Elégie 99 (Post) Freedom de Sharunas Bartas

Texte de Nicolas Klotz, 2016

Une question incontournable. A quoi bon continuer encore à écrire sur les films ? Il y a dix ans, vingt ans, cinquante ans, la question aurait parue absurde. Ecrire sur les films appartenait au cinéma. Comme les salles de cinéma, les spectateurs, la critique. Triangle d’or brisé quelque part dans les années 2000. Enterré dans l’immense lassitude provoquée par la masse épaisse d’opinions instantanées, de commentaires, de publications mimétiques, qui ont éclipsé la critique. Les spectateurs. Les salles de cinéma.

A quoi bon donc, continuer à écrire des choses sur les films – ceux des studios US comme ceux du cinéma radical-conservateur européen – articles qui viennent remplir à toute vitesse les cases des plateformes numériques, sites internet, quotidiens numériques, versions papiers des quotidiens devenus numériques, du psychédélisme Facebook, des alertes smartphones, Tweeter, Instagram. Où chaque clic fini par se mesurer en millions d’euros pour Google. En 2016 : un clic est plus excitant qu’un spectateur, plus numérique, plus instantanément sexuel et connecté qu’un texte dans lequel on ne peut pas zapper, ou qu’un film dont personne ne parle.

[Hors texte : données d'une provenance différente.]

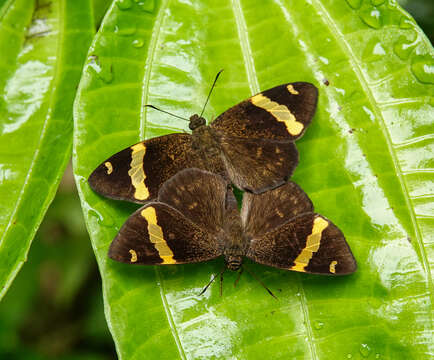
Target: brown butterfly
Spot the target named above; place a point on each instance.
(196, 219)
(251, 145)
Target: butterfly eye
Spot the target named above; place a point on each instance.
(196, 121)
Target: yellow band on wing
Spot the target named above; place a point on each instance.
(156, 235)
(136, 172)
(312, 245)
(280, 112)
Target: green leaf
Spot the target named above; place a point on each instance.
(365, 161)
(43, 49)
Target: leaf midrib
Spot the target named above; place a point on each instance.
(156, 30)
(325, 16)
(47, 117)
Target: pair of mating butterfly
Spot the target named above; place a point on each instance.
(191, 214)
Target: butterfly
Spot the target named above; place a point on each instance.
(251, 145)
(196, 218)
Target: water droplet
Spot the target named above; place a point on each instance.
(124, 4)
(371, 17)
(103, 70)
(423, 69)
(403, 48)
(354, 4)
(138, 43)
(365, 350)
(125, 30)
(318, 325)
(373, 50)
(146, 5)
(405, 23)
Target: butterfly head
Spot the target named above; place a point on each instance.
(233, 262)
(196, 121)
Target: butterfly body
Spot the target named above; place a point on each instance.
(251, 144)
(196, 219)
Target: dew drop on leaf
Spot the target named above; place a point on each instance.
(405, 23)
(365, 350)
(146, 5)
(403, 48)
(103, 70)
(423, 69)
(371, 17)
(124, 4)
(354, 4)
(138, 43)
(125, 30)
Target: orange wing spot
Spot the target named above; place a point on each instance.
(133, 255)
(312, 245)
(137, 173)
(280, 112)
(109, 167)
(156, 235)
(292, 90)
(332, 266)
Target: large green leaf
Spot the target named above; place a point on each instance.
(43, 49)
(365, 162)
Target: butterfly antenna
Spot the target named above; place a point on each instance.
(238, 278)
(212, 280)
(259, 281)
(209, 94)
(166, 112)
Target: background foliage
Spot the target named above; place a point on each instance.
(61, 273)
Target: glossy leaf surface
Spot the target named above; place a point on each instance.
(365, 162)
(43, 46)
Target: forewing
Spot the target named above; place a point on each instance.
(137, 172)
(158, 234)
(280, 113)
(309, 243)
(257, 165)
(269, 210)
(199, 196)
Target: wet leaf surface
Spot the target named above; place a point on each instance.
(43, 47)
(365, 163)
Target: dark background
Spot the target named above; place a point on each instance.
(54, 308)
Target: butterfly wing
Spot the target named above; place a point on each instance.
(267, 211)
(280, 113)
(137, 172)
(158, 234)
(183, 227)
(308, 243)
(199, 195)
(257, 165)
(285, 233)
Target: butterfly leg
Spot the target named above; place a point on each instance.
(259, 281)
(239, 275)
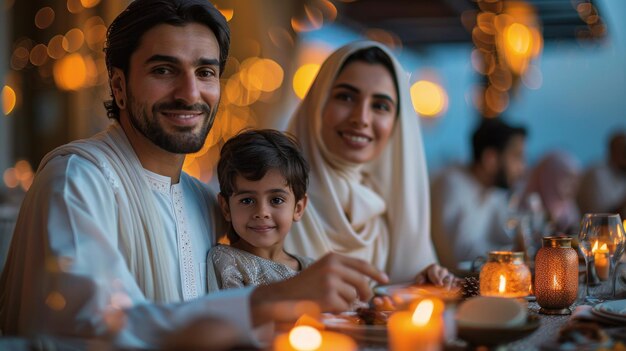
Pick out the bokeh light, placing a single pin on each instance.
(429, 99)
(20, 58)
(70, 73)
(281, 38)
(303, 78)
(89, 3)
(228, 13)
(39, 55)
(518, 38)
(56, 47)
(9, 99)
(75, 39)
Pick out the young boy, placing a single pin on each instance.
(263, 180)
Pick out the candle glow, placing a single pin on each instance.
(555, 283)
(423, 312)
(305, 338)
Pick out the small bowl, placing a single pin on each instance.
(477, 336)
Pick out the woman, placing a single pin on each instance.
(368, 196)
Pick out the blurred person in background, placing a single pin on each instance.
(470, 203)
(603, 186)
(555, 181)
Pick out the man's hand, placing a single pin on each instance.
(333, 283)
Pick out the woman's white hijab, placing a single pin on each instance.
(377, 211)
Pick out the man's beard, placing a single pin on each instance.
(183, 142)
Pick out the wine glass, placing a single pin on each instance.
(602, 241)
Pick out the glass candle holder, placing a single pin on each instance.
(505, 275)
(556, 275)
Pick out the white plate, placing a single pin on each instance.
(616, 308)
(345, 323)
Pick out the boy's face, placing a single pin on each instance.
(262, 211)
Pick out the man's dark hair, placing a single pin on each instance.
(252, 153)
(125, 33)
(373, 55)
(493, 133)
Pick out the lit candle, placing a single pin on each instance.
(417, 330)
(555, 284)
(306, 338)
(601, 260)
(505, 275)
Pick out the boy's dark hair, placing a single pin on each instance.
(493, 133)
(373, 55)
(252, 153)
(125, 33)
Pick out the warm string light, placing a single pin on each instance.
(507, 39)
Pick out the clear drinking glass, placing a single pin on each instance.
(601, 235)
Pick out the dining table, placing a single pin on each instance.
(546, 336)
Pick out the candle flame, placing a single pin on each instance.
(305, 338)
(423, 312)
(502, 286)
(555, 283)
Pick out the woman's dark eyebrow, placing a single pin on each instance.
(354, 89)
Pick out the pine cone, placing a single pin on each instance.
(470, 287)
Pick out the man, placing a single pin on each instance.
(112, 237)
(603, 187)
(469, 204)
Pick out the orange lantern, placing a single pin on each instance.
(556, 275)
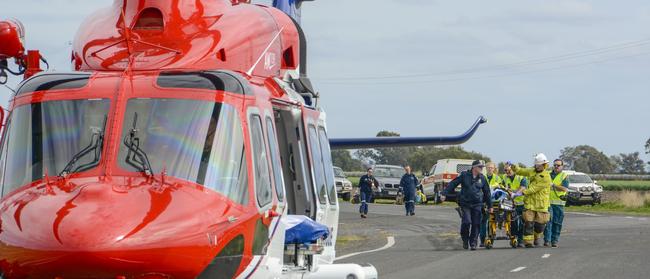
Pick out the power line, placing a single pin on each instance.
(525, 63)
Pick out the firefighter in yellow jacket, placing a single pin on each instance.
(536, 199)
(494, 181)
(515, 182)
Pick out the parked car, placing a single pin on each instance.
(343, 185)
(443, 172)
(389, 177)
(582, 189)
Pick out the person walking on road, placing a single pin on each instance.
(536, 199)
(494, 180)
(366, 185)
(474, 194)
(559, 190)
(514, 183)
(409, 184)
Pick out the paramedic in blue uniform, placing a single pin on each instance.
(409, 184)
(366, 184)
(474, 194)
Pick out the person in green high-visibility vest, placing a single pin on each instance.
(494, 181)
(514, 183)
(557, 196)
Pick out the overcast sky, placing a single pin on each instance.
(547, 74)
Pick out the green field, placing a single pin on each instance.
(620, 185)
(611, 207)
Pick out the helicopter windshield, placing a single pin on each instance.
(198, 141)
(44, 138)
(389, 172)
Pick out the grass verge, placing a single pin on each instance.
(628, 202)
(623, 185)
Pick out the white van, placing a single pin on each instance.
(441, 174)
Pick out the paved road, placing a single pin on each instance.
(428, 246)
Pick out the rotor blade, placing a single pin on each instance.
(290, 7)
(358, 143)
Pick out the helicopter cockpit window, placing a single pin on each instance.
(198, 141)
(53, 138)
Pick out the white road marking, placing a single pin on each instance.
(391, 242)
(518, 269)
(584, 213)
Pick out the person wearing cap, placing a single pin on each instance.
(494, 180)
(409, 183)
(536, 199)
(474, 194)
(513, 183)
(559, 189)
(366, 183)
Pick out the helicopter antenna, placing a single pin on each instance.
(250, 72)
(7, 86)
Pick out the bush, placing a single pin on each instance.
(631, 199)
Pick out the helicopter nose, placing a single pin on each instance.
(98, 228)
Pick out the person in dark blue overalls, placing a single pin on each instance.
(474, 194)
(366, 185)
(409, 183)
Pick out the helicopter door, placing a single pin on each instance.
(293, 156)
(332, 216)
(318, 170)
(276, 166)
(262, 175)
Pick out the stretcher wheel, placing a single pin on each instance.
(513, 243)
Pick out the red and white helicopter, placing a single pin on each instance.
(187, 132)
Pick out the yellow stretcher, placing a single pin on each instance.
(501, 218)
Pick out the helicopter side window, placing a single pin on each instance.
(260, 161)
(317, 161)
(327, 162)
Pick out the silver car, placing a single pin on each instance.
(582, 189)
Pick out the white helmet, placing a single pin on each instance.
(540, 159)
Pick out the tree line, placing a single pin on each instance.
(582, 158)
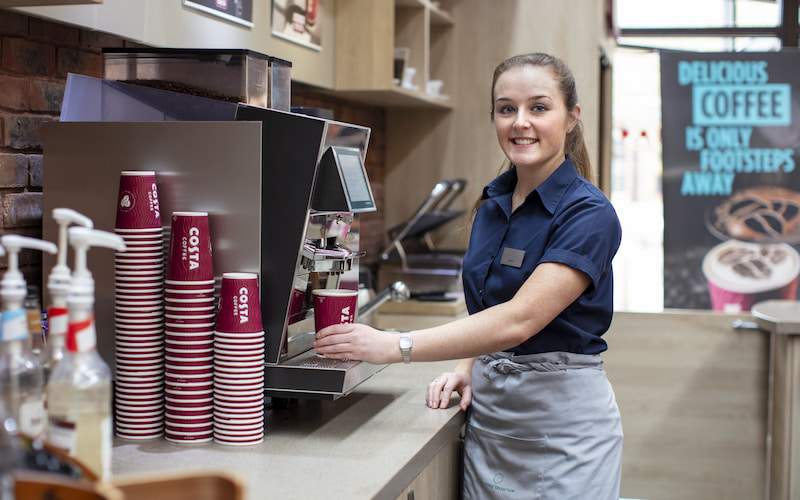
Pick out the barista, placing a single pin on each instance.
(537, 277)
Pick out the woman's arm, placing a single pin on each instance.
(550, 289)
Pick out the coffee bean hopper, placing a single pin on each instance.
(283, 191)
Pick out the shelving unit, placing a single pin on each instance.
(32, 3)
(368, 31)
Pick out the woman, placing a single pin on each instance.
(543, 421)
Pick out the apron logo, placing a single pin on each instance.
(495, 484)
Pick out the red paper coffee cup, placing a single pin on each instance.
(189, 257)
(334, 307)
(137, 201)
(239, 305)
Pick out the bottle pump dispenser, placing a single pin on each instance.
(79, 392)
(21, 375)
(58, 286)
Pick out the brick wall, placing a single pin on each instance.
(35, 57)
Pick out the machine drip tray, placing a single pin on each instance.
(309, 376)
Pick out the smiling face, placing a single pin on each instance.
(532, 120)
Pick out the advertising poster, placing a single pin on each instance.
(731, 186)
(238, 11)
(299, 21)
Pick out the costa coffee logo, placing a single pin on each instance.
(193, 248)
(153, 195)
(242, 307)
(345, 314)
(126, 201)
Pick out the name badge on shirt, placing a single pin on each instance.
(512, 257)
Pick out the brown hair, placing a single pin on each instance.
(575, 144)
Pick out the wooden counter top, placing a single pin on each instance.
(369, 444)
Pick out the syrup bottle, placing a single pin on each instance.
(79, 391)
(58, 287)
(21, 375)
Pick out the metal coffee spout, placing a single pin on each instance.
(396, 292)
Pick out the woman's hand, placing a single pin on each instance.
(441, 389)
(358, 342)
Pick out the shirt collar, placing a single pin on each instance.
(550, 191)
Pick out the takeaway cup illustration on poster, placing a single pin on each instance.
(731, 190)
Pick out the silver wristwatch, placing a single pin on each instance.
(405, 347)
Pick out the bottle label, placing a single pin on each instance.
(14, 325)
(57, 321)
(105, 448)
(33, 417)
(81, 336)
(62, 434)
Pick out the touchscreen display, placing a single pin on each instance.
(354, 179)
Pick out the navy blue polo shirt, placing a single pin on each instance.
(566, 219)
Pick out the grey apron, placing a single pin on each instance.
(542, 426)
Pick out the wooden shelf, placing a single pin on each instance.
(39, 3)
(396, 97)
(367, 35)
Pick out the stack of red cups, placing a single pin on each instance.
(189, 334)
(239, 363)
(139, 309)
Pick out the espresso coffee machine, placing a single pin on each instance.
(319, 196)
(283, 191)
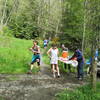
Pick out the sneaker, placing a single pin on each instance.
(54, 75)
(30, 72)
(58, 76)
(80, 79)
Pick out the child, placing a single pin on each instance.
(36, 55)
(53, 54)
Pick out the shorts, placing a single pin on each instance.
(35, 58)
(54, 61)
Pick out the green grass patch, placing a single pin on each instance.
(81, 93)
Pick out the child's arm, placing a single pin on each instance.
(48, 53)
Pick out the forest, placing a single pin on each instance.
(75, 23)
(72, 22)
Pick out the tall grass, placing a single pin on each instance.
(81, 93)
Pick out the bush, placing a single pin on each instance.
(81, 93)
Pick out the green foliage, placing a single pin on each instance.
(81, 93)
(14, 55)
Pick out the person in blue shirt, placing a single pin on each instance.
(78, 55)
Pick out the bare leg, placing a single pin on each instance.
(53, 70)
(31, 67)
(57, 68)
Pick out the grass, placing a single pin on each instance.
(81, 93)
(14, 55)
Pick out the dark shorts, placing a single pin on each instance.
(35, 58)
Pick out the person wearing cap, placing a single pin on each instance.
(78, 55)
(65, 55)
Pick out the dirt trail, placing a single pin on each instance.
(41, 86)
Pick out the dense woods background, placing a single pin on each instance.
(68, 20)
(76, 23)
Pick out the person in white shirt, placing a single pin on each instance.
(53, 54)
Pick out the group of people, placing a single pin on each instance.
(53, 54)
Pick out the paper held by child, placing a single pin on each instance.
(74, 63)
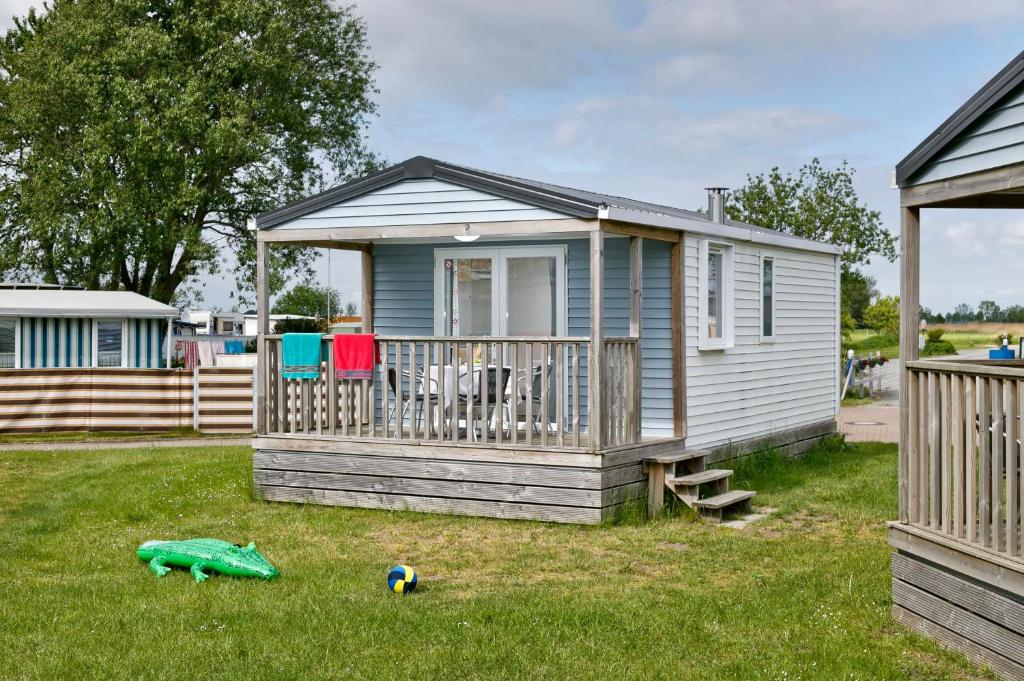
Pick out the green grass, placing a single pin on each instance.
(14, 438)
(804, 594)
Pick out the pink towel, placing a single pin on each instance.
(355, 355)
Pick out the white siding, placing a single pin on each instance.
(420, 202)
(756, 388)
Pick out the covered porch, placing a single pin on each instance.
(522, 392)
(958, 570)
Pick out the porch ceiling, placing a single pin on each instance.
(998, 187)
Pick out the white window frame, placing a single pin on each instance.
(95, 341)
(17, 339)
(727, 340)
(499, 268)
(774, 295)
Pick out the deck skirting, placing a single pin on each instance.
(534, 491)
(944, 594)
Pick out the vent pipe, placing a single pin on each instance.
(716, 204)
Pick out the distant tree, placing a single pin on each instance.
(137, 136)
(308, 300)
(1014, 314)
(857, 291)
(963, 312)
(883, 315)
(817, 203)
(988, 310)
(300, 327)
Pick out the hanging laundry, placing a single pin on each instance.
(300, 355)
(355, 355)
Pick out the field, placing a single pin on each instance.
(963, 336)
(802, 595)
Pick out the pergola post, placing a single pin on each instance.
(677, 282)
(908, 331)
(262, 329)
(595, 360)
(636, 316)
(368, 290)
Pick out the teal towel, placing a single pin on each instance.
(300, 355)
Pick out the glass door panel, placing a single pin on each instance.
(468, 304)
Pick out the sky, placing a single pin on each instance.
(655, 100)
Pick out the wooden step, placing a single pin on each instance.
(719, 502)
(676, 457)
(702, 477)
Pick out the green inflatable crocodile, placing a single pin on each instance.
(206, 554)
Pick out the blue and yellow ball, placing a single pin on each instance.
(401, 580)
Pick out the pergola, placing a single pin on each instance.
(958, 573)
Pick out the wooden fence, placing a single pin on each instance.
(126, 399)
(962, 473)
(491, 390)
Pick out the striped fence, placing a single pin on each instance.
(126, 399)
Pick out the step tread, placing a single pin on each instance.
(702, 477)
(676, 457)
(723, 500)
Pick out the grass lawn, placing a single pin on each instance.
(803, 595)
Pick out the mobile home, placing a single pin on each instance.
(545, 350)
(48, 328)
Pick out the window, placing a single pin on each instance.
(715, 292)
(110, 343)
(8, 343)
(767, 298)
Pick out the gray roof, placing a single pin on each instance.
(44, 302)
(999, 86)
(579, 203)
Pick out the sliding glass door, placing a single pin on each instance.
(509, 291)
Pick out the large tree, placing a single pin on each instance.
(137, 136)
(817, 203)
(308, 300)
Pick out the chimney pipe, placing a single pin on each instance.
(716, 204)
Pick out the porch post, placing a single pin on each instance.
(676, 282)
(262, 329)
(595, 357)
(908, 330)
(368, 290)
(636, 316)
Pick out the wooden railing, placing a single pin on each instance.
(621, 391)
(489, 391)
(962, 472)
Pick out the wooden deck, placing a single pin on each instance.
(507, 481)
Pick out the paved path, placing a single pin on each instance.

Depuis 2012 : voir seulement les films dont tous les supports parlent tous en même temps, avec les mêmes mots-clés, au même moment. En 2016 : voir seulement les teasers des films qui ont attiré le plus de connexions. En 2020 : devenir soi-même une connexion numérique grâce à un forfait mensuel donnant accès à Google et ses produits dérivés, directement dans son cerveau.

Demain : ne plus faire de différences entre comment nous voyons le monde et Google qui en sera devenu la version officielle. Après-demain : la bio-chimie numérique pourra abolir la frontière entre ce que nous nous obstinons encore à appeler – la vie, la mort – car nous ne serons plus capable de savoir si nous, les autres, la nature, les animaux, serons vraiment encore vivants, ni à quoi ça sert.

2016 : la chute du mur de Berlin n’est plus qu’une marque déposée partagée entre le capitalisme mondiale et les vieux intellectuels conservateurs qui ont rangé leurs flamboyants idéaux de jeunesse dans des centaines de millions de cercueils.

1989 : la chute du mur de Berlin a mis fin au vieux monde.

1999 : Sharunas Bartas tourne Freedom au Maroc.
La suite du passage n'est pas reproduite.